As told to Stephanie Clifford

Bruce Moeller is the CEO of DriveCam, a $23 million company, based in San Diego, that sells and installs video recorders that monitor the behavior of commercial drivers. Here--in the first of an occasional series of essays by company leaders about how they spend their work hours--Moeller talks about his obsession with e-mail, his technique for reading clients and employees, and why he's chosen to put his family second.

The first thing I do when I get up--before I even go to the restroom or anything--I'll grab my BlackBerry and see what the issues are. Then I'll take it with me to the bathroom and go through all my e-mails. I get 80 or 100 a day, and I have to know what's okay or what isn't okay. Then I'll brush my teeth and take a shower. Some mornings it's a struggle to get dressed before you're writing back different e-mails on the BlackBerry.

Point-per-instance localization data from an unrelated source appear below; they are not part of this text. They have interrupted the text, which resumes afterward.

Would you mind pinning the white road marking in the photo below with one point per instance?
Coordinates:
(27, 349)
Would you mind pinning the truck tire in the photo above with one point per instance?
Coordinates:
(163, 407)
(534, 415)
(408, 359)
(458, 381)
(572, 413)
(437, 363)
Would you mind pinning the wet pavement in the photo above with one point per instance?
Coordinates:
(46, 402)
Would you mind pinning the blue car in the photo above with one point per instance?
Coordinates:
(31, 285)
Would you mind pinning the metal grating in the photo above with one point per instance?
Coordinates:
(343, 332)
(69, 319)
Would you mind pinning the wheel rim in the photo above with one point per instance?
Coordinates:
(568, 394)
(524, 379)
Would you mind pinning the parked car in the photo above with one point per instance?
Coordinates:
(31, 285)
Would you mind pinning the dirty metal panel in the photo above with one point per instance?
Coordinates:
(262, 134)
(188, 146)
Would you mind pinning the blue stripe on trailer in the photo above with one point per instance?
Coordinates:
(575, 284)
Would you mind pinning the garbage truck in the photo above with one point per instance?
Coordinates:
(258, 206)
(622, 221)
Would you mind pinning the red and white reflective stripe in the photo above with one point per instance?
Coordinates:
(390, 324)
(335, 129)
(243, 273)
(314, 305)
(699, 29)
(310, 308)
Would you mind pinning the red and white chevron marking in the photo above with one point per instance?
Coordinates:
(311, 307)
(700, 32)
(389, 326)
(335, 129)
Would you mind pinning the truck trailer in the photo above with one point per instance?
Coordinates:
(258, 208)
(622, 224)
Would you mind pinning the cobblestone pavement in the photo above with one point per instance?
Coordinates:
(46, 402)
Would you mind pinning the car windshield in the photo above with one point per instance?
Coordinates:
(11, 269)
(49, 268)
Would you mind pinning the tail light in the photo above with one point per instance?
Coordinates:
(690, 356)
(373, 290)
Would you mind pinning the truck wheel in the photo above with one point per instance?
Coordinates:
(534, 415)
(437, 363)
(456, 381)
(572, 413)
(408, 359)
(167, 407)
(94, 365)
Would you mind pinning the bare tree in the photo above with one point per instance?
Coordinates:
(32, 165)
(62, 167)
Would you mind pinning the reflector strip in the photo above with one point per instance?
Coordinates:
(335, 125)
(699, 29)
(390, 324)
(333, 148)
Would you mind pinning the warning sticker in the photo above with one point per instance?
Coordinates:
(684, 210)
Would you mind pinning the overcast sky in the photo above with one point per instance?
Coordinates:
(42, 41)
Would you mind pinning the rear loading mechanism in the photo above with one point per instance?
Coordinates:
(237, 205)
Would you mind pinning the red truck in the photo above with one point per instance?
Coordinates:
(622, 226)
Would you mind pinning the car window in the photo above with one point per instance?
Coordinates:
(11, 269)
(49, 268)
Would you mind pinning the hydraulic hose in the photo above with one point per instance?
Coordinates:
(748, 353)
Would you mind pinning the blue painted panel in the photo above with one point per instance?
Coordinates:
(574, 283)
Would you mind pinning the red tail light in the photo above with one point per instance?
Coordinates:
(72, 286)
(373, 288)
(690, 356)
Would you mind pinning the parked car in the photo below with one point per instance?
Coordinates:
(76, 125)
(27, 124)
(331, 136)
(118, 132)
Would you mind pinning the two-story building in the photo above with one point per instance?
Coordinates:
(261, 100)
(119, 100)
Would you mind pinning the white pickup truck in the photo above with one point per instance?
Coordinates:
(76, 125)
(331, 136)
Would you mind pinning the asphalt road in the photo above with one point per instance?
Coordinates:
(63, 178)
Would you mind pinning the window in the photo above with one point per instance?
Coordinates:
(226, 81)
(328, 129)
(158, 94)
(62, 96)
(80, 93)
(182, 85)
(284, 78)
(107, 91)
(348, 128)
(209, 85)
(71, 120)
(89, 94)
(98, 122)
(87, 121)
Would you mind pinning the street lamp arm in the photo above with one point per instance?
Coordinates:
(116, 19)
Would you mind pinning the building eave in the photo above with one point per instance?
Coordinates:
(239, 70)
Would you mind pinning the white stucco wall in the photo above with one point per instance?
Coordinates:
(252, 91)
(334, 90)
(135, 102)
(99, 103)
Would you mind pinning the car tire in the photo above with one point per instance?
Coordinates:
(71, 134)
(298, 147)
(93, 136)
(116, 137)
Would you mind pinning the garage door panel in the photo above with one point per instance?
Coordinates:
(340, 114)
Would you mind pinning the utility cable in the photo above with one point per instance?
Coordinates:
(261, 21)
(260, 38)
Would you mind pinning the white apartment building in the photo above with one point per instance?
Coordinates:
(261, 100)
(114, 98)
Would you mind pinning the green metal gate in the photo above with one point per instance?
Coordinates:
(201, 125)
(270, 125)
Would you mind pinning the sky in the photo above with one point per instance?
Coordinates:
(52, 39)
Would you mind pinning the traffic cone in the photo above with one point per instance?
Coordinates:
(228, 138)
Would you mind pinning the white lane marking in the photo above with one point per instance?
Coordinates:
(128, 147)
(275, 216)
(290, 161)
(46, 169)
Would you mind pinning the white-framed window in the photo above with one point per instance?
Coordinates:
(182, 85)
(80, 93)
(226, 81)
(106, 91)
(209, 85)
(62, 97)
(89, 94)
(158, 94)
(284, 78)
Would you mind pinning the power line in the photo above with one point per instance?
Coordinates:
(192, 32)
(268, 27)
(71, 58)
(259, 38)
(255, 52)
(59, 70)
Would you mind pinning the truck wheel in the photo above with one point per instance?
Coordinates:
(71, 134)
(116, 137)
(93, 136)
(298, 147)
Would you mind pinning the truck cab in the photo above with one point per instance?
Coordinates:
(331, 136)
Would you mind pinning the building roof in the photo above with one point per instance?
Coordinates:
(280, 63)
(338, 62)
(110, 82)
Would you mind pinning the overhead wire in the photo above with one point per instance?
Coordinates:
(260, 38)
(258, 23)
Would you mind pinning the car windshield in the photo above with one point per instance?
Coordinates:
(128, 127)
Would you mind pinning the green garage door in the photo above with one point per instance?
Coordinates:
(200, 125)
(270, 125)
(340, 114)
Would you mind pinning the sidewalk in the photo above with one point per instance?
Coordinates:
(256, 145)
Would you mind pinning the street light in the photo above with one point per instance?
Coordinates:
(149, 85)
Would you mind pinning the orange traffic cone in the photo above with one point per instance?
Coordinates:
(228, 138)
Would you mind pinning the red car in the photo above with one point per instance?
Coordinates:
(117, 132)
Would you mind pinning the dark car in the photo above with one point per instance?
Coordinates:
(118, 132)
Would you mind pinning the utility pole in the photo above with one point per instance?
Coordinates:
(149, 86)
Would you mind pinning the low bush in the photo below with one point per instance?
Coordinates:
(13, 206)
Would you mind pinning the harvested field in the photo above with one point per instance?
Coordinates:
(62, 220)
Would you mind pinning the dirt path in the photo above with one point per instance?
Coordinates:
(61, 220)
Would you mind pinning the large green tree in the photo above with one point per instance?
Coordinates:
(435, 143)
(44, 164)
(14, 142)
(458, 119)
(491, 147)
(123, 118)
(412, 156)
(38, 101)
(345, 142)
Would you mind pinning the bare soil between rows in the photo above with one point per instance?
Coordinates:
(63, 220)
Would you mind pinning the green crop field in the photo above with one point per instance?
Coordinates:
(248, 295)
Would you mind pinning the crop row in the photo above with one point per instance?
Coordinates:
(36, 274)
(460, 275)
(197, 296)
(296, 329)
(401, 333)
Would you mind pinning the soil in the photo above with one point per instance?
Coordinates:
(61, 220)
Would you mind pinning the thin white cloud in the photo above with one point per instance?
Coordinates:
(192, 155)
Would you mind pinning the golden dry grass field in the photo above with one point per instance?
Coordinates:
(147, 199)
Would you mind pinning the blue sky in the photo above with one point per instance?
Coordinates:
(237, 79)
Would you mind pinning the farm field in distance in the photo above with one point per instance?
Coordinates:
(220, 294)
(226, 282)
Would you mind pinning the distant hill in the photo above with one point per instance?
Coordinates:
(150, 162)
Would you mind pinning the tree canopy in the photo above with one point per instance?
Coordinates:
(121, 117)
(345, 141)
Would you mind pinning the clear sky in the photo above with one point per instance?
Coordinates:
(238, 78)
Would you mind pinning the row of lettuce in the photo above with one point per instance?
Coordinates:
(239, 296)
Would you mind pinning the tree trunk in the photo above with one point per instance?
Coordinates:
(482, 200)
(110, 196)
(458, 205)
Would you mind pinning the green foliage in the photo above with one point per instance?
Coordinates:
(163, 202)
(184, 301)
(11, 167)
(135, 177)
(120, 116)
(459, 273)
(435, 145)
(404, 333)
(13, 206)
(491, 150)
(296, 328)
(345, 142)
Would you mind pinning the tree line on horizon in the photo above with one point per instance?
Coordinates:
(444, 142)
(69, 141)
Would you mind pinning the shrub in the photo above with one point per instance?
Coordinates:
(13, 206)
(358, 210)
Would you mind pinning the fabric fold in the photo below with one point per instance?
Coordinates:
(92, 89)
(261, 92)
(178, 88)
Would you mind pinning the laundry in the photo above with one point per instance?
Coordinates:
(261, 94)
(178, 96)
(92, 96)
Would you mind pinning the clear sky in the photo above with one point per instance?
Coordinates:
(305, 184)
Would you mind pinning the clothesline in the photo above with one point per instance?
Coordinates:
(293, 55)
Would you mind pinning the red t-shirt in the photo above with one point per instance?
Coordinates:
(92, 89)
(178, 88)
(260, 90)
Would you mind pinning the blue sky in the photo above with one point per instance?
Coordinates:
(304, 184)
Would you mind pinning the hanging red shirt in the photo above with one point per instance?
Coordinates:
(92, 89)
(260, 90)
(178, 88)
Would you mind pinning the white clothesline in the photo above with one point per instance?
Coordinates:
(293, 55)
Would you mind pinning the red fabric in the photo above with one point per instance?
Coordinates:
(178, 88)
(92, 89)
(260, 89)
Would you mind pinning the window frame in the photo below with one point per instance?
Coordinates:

I get to work about 7:30. I've had to really force myself not to read the BlackBerry while I'm driving, though I don't always even succeed at that. And I'm the guy that's supposed to be about driver safety.

When I get in, I put my PC, which I've brought from home, into the docking station. I'm compulsive about my e-mail. That's my primary communication with the rest of the enterprise. It's a one-to-many communication so it's more efficient.

Then I'll start walking around and going to visit each of my direct reports: marketing, sales, engineering, operations, finance. The COO and I also have a meeting that lasts half an hour or an hour every morning--it might be, there's a compliment about this level of service, or somebody dropped the ball on this. I might also meet with the CFO. We just raised a round--$28 million--so there's plenty of cash, but there might be a receivables issue. Usually he's just making me aware of issues so I see the little warning flags if someone's not paying. Sometimes he's escalating it to me, saying could you call their CEO and request the payment, or ask their COO under what conditions they could pay. It's really just what's going on in everyone's world; all of us debrief on anything that's new. This is a pretty fast-paced place. We joke here if you miss half a day you've got to get caught back up.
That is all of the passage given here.